Perfect! The change in the new apartment's bookshelf had no effect on the original apartment's bookshelf. They are completely independent objects.
Code Examples and Methods
There are a few ways to create a shallow copy.
The copy Module (Recommended for clarity)
This is the most explicit and recommended way.
import copy
original_list = [1, 2, [3, 4]]
# Shallow copy
shallow_copied_list = copy.copy(original_list)
# Deep copy
deep_copied_list = copy.deepcopy(original_list)
# Modify an element in the nested list
shallow_copied_list[2][0] = 99
print(f"Original: {original_list}") # Output: Original: [1, 2, [99, 4]]
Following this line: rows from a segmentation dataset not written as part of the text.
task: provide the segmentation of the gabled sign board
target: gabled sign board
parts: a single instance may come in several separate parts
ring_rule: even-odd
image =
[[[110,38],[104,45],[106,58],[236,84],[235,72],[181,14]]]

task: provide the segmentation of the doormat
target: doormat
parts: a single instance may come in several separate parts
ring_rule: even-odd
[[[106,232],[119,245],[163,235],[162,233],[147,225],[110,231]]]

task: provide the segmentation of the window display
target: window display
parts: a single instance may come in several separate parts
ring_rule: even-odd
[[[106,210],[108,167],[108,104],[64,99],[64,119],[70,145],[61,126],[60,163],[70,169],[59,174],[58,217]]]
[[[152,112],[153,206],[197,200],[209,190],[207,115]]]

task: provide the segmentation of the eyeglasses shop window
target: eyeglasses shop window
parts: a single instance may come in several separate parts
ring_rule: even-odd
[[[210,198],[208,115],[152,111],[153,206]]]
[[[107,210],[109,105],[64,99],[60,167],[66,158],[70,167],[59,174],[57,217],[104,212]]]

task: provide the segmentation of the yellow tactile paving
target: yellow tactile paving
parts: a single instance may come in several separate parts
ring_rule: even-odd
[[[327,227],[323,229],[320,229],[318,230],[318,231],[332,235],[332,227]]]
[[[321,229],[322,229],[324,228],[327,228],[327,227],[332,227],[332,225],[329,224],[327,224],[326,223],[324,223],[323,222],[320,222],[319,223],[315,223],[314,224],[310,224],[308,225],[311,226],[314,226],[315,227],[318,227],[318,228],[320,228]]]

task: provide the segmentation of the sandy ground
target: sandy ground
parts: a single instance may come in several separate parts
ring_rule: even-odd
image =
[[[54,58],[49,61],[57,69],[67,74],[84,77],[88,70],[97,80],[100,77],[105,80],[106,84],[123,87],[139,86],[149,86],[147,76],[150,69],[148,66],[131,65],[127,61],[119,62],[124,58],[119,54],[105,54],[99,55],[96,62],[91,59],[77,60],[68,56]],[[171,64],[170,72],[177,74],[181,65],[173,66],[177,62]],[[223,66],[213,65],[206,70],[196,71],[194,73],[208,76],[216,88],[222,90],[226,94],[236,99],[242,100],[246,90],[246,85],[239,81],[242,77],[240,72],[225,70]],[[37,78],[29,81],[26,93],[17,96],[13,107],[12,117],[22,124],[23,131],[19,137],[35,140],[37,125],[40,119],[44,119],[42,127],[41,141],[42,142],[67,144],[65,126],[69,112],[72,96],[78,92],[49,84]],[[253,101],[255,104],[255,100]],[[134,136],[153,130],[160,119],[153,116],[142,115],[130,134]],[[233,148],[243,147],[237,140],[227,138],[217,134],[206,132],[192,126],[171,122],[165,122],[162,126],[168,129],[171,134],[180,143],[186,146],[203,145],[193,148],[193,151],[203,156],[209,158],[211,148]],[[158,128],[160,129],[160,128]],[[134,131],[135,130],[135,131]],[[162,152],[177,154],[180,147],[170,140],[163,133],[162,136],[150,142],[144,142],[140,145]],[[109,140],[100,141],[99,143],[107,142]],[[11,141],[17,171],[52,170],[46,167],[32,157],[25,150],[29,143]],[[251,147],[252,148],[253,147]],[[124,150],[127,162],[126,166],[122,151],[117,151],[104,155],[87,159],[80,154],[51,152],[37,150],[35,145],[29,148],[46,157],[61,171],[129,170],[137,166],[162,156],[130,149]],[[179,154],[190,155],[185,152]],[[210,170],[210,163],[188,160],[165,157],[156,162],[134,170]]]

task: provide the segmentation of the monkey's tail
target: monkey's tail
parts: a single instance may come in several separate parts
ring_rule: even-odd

print(f"Shallow Copy: {shallow_copied_list}") # Output: Shallow Copy: [1, 2, [99, 4]]
print(f"Deep Copy: {deep_copied_list}") # Output: Deep Copy: [1, 2, [3, 4]]
List/Dict Slicing (For Shallow Copies only)
A common shortcut for lists and some other sequences.
original_list = [1, 2, [3, 4]]
shallow_copied_list = original_list[:] # Or list(original_list)
shallow_copied_list[2][0] = 99
print(f"Original: {original_list}") # Output: Original: [1, 2, [99, 4]]
print(f"Shallow Copy: {shallow_copied_list}") # Output: Shallow Copy: [1, 2, [99, 4]]
The .copy() Method (For specific types)
Lists, dictionaries, and sets have their own .copy() method for a shallow copy.
original_list = [1, 2, [3, 4]]
original_dict = {'a': 1, 'b': [2, 3]}
# Shallow copy for list
shallow_copied_list = original_list.copy()
# Shallow copy for dict
shallow_copied_dict = original_dict.copy()
shallow_copied_dict['b'][0] = 99
print(f"Original Dict: {original_dict}") # Output: Original Dict: {'a': 1, 'b': [99, 3]}
print(f"Shallow Copied Dict: {shallow_copied_dict}") # Output: Shallow Copied Dict: {'a': 1, 'b': [99, 3]}
When to Use Which?
| Use Case | Recommended Method | Why? |
|---|---|---|
| You need a completely independent clone of an object and all its nested objects. | copy.deepcopy() |
This is the only way to ensure changes in the copy do not affect the original, especially with mutable nested objects. |
| You have a flat list/dict (no other lists/dicts inside it). | my_list.copy(), my_list[:], or copy.copy() |
All are fine. Slicing is very Pythonic for lists. .copy() is explicit for dicts. |
| You want a new container but don't care if the nested items are shared. | copy.copy() |
More memory-efficient and faster than deepcopy because it doesn't recursively build new objects. |
| You are working with immutable objects (like numbers, strings, tuples). | copy.copy() or slicing |
It doesn't matter! Since immutable objects can't be changed, a shallow copy is as good as a deep copy. The references are safe. |
Performance Consideration
deepcopy is significantly slower and uses more memory than copy because it has to recursively traverse the entire object tree and create new objects for everything. Only use it when you absolutely need the independence it provides. For simple, flat objects, the performance difference is negligible, but for large, complex nested structures, it can be substantial.